İnsan kaçakçıları ellerini ovuşturabilir
Frankfurter Rundschau anlaşmaya eleştirel yaklaşıyor:
“İnsan haklarının bayraktarlığını yapan AB, insan hakları ihlallerinin alenen görülmemesi için sorumluluklarını başkasına devrediyor. ... Söz konusu anlaşma, Sisi rejiminden kaçan insanlar için acı bir mesaj oldu. Dahası, iç savaşın yaşandığı Sudan'dan güvenli bir yere ulaşmak isteyen kadın ve erkekleri de ilgilendiriyor. Sınır kontrollerinin sıkılaştırılması, onların daha da tehlikeli kaçış yollarını kullanmak zorunda kalacakları anlamına geliyor. Anlaşmanın sözümona mücadele etmeyi hedeflediği insan kaçakçılığı sektörü ise sevinçle ellerini ovuşturabilir.”
Başka yolu yok
De Volkskrant, göç anlaşmasını mecburen verilmiş bir taviz olarak görüyor:
“Yasal göçe yönelik daha fazla imkân yaratmak, kontrolsüz göçü azaltmanın yollarından biri. Dış politika sıklıkla pek de cazip olmayan alternatifler arasında bir seçim yapmayı gerektirir. Sisi rejimine destek vermek Avrupa değerlerinin ihlali anlamına gelirken, hiçbir şey yapmamak da AB’nin istikrarını tehlikeye atıyor. AB elbette Mısır’ın başındaki gibi bir diktatörle iş yaparak elini kirletiyor, ama bölgede demokrat bir lider bulmak da kolay değil.”
Stratejik bir ortaklık
Kleine Zeitung, muhtemelen Brüksel Mısır'da da iltica merkezlerinin kurulmasını umuyor, diyor:
“Mısır Cumhurbaşkanı Abdülfettah El Sisi'nin kutlayabileceği bir şey var. Çeşitli AB liderlerinin Kahire'de katıldığı bir toplantıda ... AB'den ağır borç yükü altındaki ülkesine 7,4 milyar avro sözü aldı. Bunun elbette fedakârlıktan ziyade stratejik nedenleri var.
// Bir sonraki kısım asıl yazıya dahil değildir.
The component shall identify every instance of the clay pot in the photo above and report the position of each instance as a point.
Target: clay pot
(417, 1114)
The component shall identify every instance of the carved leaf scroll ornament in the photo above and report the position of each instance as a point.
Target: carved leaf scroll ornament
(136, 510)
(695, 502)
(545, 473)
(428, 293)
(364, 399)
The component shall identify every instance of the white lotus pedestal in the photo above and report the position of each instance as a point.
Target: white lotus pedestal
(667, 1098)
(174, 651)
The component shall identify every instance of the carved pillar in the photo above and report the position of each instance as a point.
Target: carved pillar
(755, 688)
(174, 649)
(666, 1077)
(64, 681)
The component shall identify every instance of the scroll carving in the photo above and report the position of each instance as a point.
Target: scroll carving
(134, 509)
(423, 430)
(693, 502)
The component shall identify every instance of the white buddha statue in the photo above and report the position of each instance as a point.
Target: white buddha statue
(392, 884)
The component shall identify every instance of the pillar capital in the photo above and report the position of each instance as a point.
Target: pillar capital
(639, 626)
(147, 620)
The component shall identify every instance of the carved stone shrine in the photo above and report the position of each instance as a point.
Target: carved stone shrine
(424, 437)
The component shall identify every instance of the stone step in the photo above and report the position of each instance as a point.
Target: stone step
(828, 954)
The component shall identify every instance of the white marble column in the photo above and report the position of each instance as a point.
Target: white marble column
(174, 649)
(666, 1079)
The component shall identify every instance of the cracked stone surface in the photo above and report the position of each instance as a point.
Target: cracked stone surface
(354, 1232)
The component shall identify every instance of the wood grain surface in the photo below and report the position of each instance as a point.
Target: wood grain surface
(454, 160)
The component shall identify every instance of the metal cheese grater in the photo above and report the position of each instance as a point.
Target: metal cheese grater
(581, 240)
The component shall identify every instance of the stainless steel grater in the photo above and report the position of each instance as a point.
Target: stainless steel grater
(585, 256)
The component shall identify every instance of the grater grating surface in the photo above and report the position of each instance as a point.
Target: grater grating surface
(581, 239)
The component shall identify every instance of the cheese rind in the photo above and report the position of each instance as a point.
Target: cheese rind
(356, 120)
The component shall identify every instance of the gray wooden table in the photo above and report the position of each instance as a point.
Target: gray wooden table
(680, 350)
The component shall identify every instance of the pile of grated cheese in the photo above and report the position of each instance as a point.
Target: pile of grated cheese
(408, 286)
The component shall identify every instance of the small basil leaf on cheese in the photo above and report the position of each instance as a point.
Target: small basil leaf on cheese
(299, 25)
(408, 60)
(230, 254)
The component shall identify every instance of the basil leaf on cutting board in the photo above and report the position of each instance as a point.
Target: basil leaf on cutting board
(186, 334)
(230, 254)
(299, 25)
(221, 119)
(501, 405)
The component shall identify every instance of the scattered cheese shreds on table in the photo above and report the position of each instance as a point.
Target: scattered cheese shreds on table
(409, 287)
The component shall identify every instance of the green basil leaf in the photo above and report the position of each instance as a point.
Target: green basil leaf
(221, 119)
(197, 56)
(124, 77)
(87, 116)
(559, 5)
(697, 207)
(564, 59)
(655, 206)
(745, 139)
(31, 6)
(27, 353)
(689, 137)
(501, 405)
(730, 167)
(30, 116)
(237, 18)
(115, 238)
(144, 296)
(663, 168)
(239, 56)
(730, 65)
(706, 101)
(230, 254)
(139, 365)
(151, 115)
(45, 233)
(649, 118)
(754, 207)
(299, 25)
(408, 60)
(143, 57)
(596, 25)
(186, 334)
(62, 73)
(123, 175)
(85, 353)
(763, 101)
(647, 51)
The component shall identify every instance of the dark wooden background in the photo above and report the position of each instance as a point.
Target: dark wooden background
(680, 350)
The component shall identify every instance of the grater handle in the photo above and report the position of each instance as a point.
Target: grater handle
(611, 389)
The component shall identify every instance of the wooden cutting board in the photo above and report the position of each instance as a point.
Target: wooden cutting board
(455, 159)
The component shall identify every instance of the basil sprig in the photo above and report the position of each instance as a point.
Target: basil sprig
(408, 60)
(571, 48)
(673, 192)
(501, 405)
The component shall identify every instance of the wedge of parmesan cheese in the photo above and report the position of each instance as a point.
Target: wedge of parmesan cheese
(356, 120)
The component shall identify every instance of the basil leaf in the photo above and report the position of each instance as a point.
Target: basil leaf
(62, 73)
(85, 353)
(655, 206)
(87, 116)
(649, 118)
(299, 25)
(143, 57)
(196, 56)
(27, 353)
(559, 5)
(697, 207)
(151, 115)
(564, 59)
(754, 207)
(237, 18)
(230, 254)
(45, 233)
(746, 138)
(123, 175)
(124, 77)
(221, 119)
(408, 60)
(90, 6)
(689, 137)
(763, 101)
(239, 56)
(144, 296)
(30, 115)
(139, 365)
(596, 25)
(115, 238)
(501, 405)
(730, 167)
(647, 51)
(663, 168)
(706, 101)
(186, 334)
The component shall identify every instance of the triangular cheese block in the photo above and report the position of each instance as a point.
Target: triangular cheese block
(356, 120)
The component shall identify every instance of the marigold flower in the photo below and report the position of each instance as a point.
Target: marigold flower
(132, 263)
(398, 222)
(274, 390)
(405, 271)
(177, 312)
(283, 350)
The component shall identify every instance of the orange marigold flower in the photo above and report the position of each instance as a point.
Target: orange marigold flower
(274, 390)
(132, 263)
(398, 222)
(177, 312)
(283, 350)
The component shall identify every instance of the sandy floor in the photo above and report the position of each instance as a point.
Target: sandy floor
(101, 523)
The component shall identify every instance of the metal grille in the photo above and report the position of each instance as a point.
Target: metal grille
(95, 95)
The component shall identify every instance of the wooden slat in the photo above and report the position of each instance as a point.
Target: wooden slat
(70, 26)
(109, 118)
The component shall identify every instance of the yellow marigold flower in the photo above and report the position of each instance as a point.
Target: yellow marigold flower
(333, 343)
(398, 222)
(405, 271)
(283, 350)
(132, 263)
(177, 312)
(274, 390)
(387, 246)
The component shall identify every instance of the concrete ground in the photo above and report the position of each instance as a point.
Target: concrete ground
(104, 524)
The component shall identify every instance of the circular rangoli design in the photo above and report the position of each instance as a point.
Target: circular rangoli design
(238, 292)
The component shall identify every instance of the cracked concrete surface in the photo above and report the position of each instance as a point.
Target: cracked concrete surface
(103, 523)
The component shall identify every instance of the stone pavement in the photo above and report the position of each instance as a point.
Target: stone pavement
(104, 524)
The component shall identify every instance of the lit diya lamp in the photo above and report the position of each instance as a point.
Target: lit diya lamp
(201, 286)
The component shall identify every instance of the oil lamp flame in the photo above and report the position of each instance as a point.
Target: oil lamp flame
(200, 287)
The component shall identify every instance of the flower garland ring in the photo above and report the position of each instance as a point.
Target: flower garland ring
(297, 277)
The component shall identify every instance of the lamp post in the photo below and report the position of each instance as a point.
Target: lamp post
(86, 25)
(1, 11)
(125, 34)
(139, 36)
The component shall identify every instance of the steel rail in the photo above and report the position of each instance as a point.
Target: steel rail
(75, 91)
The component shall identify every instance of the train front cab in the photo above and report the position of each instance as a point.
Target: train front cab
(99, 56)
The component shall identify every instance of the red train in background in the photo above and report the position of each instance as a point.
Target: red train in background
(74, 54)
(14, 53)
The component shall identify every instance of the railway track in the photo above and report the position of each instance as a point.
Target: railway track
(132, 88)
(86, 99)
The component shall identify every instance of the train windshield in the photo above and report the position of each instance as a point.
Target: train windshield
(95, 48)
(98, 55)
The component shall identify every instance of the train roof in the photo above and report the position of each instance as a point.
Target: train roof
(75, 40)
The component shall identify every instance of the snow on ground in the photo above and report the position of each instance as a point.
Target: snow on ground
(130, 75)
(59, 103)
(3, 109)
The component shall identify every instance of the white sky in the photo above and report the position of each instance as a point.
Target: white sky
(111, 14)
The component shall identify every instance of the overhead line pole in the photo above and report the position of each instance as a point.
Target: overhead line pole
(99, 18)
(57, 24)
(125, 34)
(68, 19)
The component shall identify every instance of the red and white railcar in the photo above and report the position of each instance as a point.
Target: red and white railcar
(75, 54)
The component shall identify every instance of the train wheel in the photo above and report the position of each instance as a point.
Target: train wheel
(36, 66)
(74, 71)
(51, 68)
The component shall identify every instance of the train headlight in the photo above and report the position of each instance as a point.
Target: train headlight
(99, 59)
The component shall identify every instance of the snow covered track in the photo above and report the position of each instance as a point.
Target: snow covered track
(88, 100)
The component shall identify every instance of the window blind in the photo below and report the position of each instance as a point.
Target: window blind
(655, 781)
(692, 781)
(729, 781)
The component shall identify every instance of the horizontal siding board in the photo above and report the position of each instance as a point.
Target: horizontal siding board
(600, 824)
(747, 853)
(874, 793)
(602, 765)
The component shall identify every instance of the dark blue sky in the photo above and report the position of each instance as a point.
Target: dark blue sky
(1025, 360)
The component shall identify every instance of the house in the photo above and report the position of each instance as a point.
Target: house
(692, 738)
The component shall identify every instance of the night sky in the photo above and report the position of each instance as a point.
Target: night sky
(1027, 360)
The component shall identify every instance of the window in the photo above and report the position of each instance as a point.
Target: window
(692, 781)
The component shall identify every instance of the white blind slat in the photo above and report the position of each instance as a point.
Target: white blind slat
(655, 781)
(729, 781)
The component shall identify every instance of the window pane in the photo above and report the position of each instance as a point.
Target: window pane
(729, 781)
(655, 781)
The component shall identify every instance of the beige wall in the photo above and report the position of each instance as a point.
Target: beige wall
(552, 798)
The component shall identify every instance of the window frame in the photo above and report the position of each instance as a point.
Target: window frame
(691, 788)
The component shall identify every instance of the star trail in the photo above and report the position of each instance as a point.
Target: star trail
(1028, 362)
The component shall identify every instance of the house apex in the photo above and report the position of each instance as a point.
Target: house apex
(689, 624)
Brüksel, Mısır ve diğer ülkelerden kitlesel göçü engelleyen Akdeniz'in güvenilir bekçisini desteklemenin yanı sıra, (hâlâ tartışmalı olan) üçüncü ülkelerde iltica merkezlerinin kurulması için de potansiyel bir ortak arayışında.”
Yapısal bir kusur olarak çifte standart
La Repubblica, İtalya Başbakanı Giorgia Meloni'nin Von der Leyen'e eşlik etmesine öfkeli:
“Bir hükümetin, liberal demokrasiler plasentası içindeki Atlantikçi pozisyona ikna olmuşken böyle bir pozisyonun ön koşullarını savunmak ve geliştirmekle ilgilenmiyor gibi görünmesi çelişkidir. ... Giorgia Meloni ve Ursula von der Leyen'in bir başka göç karşıtı anlaşmayı imzalamak üzere Kahire'de boy göstermelerinde de görüldüğü üzere, ilkeler kimi zaman [ülkeden] dışarıda da ihlal ediliyor ve bu da sağ iktidarlarımızın yapısal bir kusuru gibi duruyor. ... Üstelik bu herhangi bir rejim de değil, İtalyan vatandaşı Giulio Regeni'nin devlet tarafından öldürülmesiyle ilgili her türlü gerçeği inkâr eden bir rejim.”
Anlaşmada geç kalındı
Kurier, anlaşmanın sağ popülistlerin Avrupa Parlamentosu seçimlerinden büyüyerek çıkmasını önleyemeyeceği kanısında:
“AB liderliğinin attığı bu adımlar ancak mülteci sorununun Brüksel üzerinde oluşturduğu baskıyla açıklanabilir. Çünkü Almanya gibi büyük ülkeler göç dalgasından mustarip, çünkü serbest dolaşım Schengen bölgesinde artık işlemiyor ve çünkü artan göç yüzünden sağ popülistler yükselişte. Bunun ne sonuçlar doğuracağını 9 Haziran’daki Avrupa Parlamentosu seçimlerinde göreceğiz. AB, Mısır anlaşmasıyla bu yoldan dönmek için çok geç kaldı.”